Before he left, he’d pulled her into his arms. “You’ll be fine,” he had assured her with his usual air of confidence. His kiss had lingered long, and for a brief moment or two, it seemed to erase all her fears. Then with a spring in his step, he walked away.
“Don’t worry Sandie,” he called out, as he turned to wave goodbye. “I’ve left a shotgun with Shoriwa and I’ll be back tomorrow afternoon; before you know it. You’ve got the emergency radio, remember.”
“Don’t worry?” Sandie scoffed under her breath as she watched him disappear. “That’s easy for you to say.”
Several hours later, she felt somewhat more composed. Nonetheless, the possibility of an impending attack still bothered her. In the sewing room, she found her nine-year-old daughter, Bernice, hunched over the Singer, trying to sew a straight seam.

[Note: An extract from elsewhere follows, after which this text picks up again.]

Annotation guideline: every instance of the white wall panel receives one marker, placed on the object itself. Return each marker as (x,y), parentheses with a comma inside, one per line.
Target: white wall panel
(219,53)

Sandie realized her daughter was frustrated since a wiggly line of stitches was the best she could do.
“Mummy, I can’t get it to stay straight.” Bernice frowned, tossing back a head of blonde curls. “The silly machine keeps pulling the material crooked.”
“Sweetheart, the secret is to guide the fabric, using the lightest touch. You aren’t in a tug-of-war with the machine, you know.” Sandie lifted the Singer’s sewing foot. She snipped the…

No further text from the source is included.